Parcerias como solução
Uma grande contribuição para a interface público-privada foi concretizada pelos mecanismos de agilização de serviços e programas públicos através dos contratos de gestão com Organizações Sociais de Saúde – OS (1998) e de Termos de Parceria com OSCIP (1999). Sobretudo a oportunidade de ter os históricos parceiros filantrópicos e outras organizações sem finalidade comercial qualificados como OS, renovou a capacidade de gestão de serviços complexos como hospitais de modo mais ágil e viabilizou, tanto a operação dos serviços, quanto a regra de responsabilidade fiscal que, em contradição com a universalidade constitucional do acesso a saúde, limita as contratações o que inviabiliza o setor.
Em 2004, Lei Federal criou as Parcerias Público Privadas (PPP) como forma de captar o financiamento privado para projetos de interesse público, em áreas estratégicas como saneamento, saúde, concessões de rodovias e outros. Por essa regra, um hospital é construído pelo setor privado e, quando entregue, passa a ter o seu capital remunerado em longo prazo (até 35 anos, inclusive com lucro), a operação é realizada pelo privado ou por entidade contratada e tem o seu recurso garantido num fundo constituído para esse fim. Os recursos empregados em PPP são limitados a 5% das Receitas Correntes Líquidas (RCL) do ente federado.

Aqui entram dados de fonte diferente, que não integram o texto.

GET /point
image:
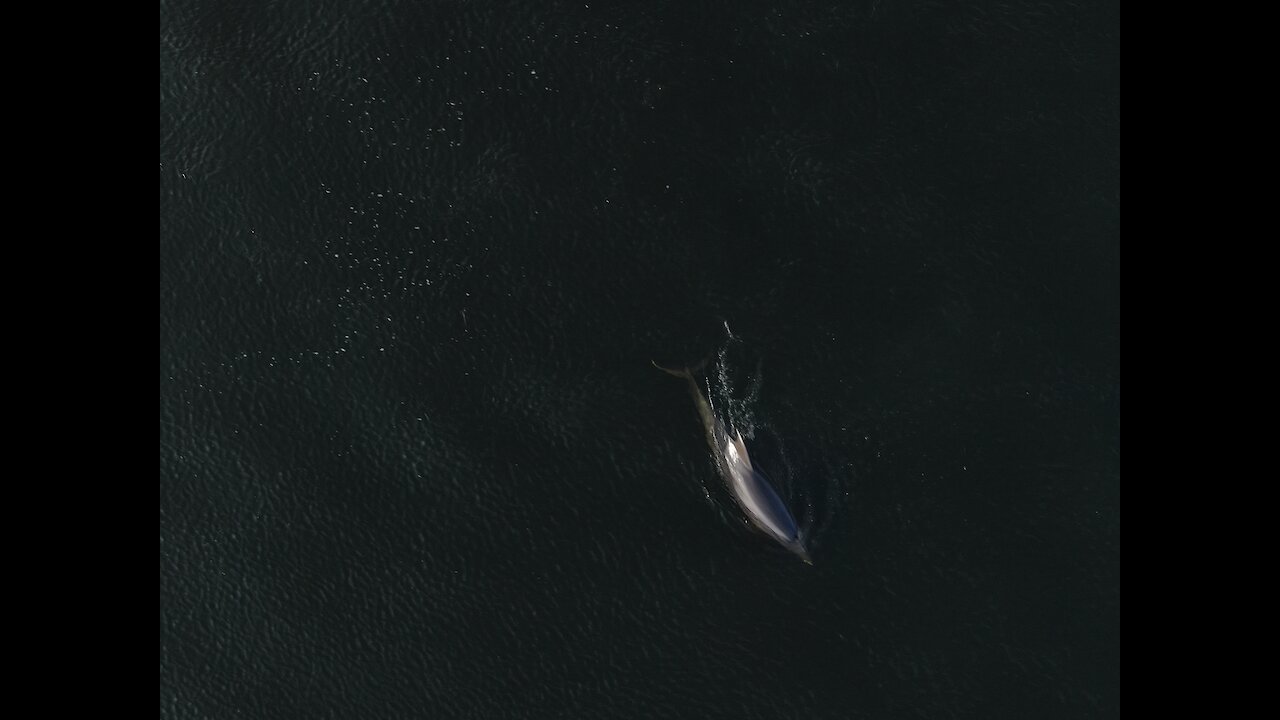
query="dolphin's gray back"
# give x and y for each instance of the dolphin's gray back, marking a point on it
(754, 492)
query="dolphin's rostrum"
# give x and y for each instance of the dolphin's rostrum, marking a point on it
(750, 488)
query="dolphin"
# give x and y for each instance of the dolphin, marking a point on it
(750, 488)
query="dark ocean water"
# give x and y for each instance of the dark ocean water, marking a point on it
(416, 259)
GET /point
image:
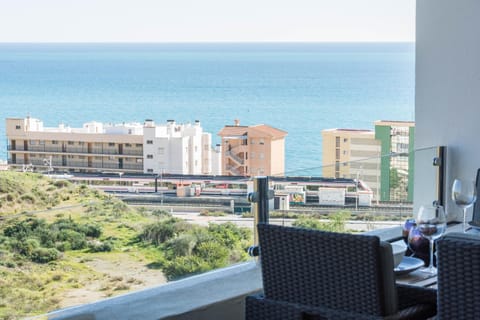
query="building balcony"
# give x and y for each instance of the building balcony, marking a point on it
(235, 171)
(235, 158)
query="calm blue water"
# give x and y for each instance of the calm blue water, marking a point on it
(299, 88)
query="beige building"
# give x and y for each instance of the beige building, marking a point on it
(252, 150)
(354, 154)
(127, 147)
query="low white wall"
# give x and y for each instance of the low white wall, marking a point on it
(217, 294)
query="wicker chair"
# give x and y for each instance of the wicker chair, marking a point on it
(458, 276)
(310, 274)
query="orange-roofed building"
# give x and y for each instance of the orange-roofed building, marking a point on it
(253, 150)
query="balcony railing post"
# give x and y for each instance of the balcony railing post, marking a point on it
(259, 199)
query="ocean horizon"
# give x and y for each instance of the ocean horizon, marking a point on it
(301, 88)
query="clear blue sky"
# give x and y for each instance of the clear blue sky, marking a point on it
(206, 20)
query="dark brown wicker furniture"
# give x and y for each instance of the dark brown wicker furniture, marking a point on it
(310, 274)
(458, 276)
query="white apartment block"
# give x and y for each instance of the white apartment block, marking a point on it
(353, 154)
(177, 148)
(97, 147)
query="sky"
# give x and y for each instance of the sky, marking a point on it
(206, 20)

Essas inovações nas parcerias público-privadas vêm ampliar a relação dentro do sistema que sempre existiu através de contratos de gestão, convênios, compras diretas, licitações, termos de cooperação e parceria.
Ressalte-se que, são inúmeros os problemas que têm que ser enfrentados para gerar resultados que sejam socialmente necessários, eticamente aceitáveis e financeiramente apropriados.

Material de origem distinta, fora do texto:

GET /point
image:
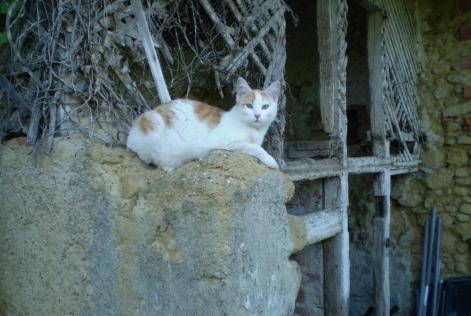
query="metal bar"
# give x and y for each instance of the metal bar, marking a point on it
(423, 273)
(437, 263)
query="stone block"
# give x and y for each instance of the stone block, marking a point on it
(457, 110)
(460, 191)
(434, 159)
(94, 231)
(457, 156)
(409, 192)
(439, 178)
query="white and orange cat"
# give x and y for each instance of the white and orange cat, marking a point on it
(184, 130)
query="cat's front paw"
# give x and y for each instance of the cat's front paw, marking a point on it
(270, 162)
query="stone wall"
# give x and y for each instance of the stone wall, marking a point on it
(444, 180)
(93, 231)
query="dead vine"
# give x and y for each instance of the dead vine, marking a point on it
(79, 65)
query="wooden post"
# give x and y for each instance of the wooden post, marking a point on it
(151, 54)
(336, 252)
(381, 235)
(332, 25)
(382, 189)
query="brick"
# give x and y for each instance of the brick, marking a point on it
(465, 32)
(467, 92)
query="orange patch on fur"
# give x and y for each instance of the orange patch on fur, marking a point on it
(146, 124)
(247, 98)
(265, 95)
(207, 113)
(166, 113)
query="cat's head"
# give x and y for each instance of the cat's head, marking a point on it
(257, 107)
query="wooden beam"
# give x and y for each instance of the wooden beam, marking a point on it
(467, 62)
(315, 227)
(336, 252)
(310, 169)
(327, 64)
(467, 92)
(376, 75)
(381, 237)
(151, 54)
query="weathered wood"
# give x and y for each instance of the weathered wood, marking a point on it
(314, 227)
(309, 169)
(467, 62)
(376, 75)
(151, 54)
(467, 92)
(327, 63)
(381, 243)
(336, 252)
(322, 225)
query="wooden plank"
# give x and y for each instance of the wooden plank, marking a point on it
(467, 93)
(336, 252)
(151, 54)
(376, 75)
(310, 169)
(327, 64)
(465, 32)
(314, 227)
(467, 62)
(381, 237)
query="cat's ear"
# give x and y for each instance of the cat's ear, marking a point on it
(241, 87)
(274, 90)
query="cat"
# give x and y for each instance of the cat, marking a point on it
(184, 130)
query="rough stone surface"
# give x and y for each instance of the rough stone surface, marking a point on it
(409, 192)
(457, 156)
(457, 110)
(434, 159)
(93, 231)
(439, 178)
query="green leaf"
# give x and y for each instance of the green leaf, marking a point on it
(3, 39)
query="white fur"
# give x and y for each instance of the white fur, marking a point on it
(188, 138)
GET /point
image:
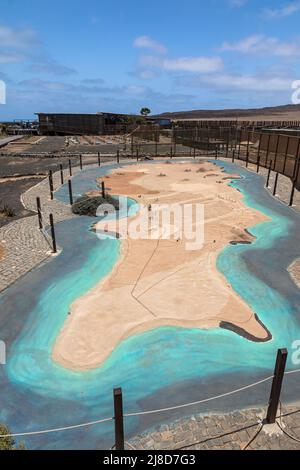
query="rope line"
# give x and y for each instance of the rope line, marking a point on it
(200, 401)
(143, 413)
(66, 428)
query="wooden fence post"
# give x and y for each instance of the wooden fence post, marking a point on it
(70, 192)
(268, 151)
(292, 194)
(53, 233)
(269, 174)
(276, 385)
(51, 184)
(39, 209)
(61, 174)
(119, 423)
(286, 155)
(275, 184)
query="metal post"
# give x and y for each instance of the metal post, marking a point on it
(276, 385)
(53, 233)
(227, 146)
(269, 174)
(276, 151)
(119, 420)
(51, 184)
(248, 145)
(292, 194)
(275, 185)
(258, 164)
(70, 192)
(297, 158)
(239, 150)
(61, 174)
(268, 150)
(258, 152)
(40, 217)
(286, 154)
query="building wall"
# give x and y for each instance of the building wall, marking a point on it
(80, 124)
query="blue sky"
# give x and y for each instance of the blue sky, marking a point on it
(117, 56)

O grande desafio parece ser potencializar uma virtuosa rede de cooperação onde o foco principal seja a entrega de valor aos pacientes, à sociedade. Que a eficiência mais do que uma necessidade comercial, seja um imperativo ético de boa utilização de recursos públicos e privados.

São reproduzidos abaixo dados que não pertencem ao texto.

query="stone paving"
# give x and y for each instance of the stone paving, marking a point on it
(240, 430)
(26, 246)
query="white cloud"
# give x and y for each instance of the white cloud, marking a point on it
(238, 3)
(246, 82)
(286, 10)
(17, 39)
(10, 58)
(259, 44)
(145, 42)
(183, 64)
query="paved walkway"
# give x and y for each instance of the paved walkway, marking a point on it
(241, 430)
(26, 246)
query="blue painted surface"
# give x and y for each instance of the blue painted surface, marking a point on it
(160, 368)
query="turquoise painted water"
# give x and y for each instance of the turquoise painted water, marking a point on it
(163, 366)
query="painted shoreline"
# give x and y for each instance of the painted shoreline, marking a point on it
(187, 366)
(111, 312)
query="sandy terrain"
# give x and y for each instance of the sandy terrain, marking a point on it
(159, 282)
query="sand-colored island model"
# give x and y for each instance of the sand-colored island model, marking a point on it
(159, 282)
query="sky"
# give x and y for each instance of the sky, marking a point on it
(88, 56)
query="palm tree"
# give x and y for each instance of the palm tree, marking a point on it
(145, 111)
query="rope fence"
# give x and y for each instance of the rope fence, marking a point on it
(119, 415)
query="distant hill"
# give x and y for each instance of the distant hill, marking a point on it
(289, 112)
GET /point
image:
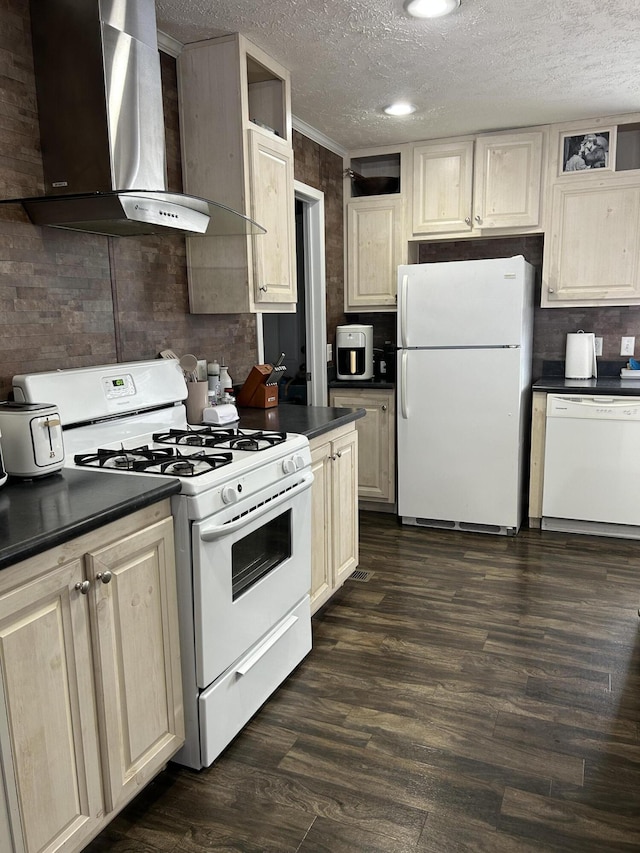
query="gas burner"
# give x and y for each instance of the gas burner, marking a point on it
(225, 438)
(254, 440)
(197, 437)
(162, 460)
(122, 459)
(192, 465)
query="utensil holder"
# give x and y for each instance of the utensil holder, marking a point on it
(197, 401)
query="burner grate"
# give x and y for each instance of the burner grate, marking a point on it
(162, 460)
(222, 438)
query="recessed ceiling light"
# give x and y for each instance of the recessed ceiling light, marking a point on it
(430, 8)
(401, 108)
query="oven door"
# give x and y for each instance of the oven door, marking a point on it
(251, 566)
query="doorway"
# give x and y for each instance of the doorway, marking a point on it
(302, 336)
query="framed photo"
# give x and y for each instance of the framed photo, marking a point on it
(580, 152)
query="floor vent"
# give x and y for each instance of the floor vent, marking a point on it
(361, 575)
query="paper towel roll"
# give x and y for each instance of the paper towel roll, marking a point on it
(580, 358)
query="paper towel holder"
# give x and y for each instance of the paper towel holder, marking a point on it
(580, 356)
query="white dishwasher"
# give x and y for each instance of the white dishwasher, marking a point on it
(592, 465)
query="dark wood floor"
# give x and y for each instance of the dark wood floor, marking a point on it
(477, 693)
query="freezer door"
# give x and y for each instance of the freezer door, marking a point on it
(461, 429)
(465, 303)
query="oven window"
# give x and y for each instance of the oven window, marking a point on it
(256, 554)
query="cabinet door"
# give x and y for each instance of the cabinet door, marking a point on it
(47, 713)
(507, 172)
(376, 451)
(344, 463)
(272, 200)
(374, 251)
(321, 528)
(592, 252)
(137, 654)
(442, 185)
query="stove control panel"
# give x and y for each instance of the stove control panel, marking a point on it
(293, 464)
(230, 494)
(118, 386)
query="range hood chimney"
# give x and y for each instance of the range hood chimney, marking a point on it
(99, 93)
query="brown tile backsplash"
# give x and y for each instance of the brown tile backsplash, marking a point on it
(70, 300)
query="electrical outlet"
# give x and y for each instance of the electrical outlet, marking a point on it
(627, 345)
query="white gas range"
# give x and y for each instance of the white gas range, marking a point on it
(242, 531)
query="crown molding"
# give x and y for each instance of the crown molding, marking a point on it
(167, 44)
(316, 136)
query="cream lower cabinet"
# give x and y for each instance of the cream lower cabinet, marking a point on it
(536, 464)
(90, 691)
(376, 441)
(334, 525)
(375, 248)
(592, 248)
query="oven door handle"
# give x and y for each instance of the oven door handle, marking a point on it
(251, 660)
(213, 532)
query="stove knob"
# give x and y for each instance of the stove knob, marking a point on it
(229, 494)
(288, 466)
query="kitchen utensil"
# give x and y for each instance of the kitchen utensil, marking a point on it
(189, 365)
(580, 356)
(31, 439)
(276, 371)
(225, 413)
(197, 400)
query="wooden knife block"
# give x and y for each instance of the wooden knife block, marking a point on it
(258, 391)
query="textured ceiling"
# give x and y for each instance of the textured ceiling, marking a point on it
(492, 64)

Para isso temos muitos exemplos positivos do público que têm sido aproveitados pela área privada, como a Estratégia de Saúde da Família e o papel do médico de saúde da família, como o Gatekeaper (no modelo da Kaiser Permanent americana) ou o General Practitioner Surgery – GP (do HNS inglês) que tem sido aproveitado pelas operadoras em modelos mais eficientes e eficazes de projetos assistenciais verticalizados.
Por outro lado, a gestão pública pode se beneficiar dos ganhos em capacidade de gestão que os entes privados têm desenvolvido. São aprendizados recíprocos e intercambiáveis.
É preciso construir uma noção integrada e compartilhada de saúde como bem comum em que possa haver “coopetição” (cooperação + competição) entre o púbico e o privado no sentido de construir valor para o paciente, talvez esse um remédio para o nosso sistema de saúde*.
*no título do livro de Regina Herzlinger, professora de Harvard
Artigo escrito por Sérgio Zanetta, médico sanitarista e administrador hospitalar, mestre em ciências pela FMUSP.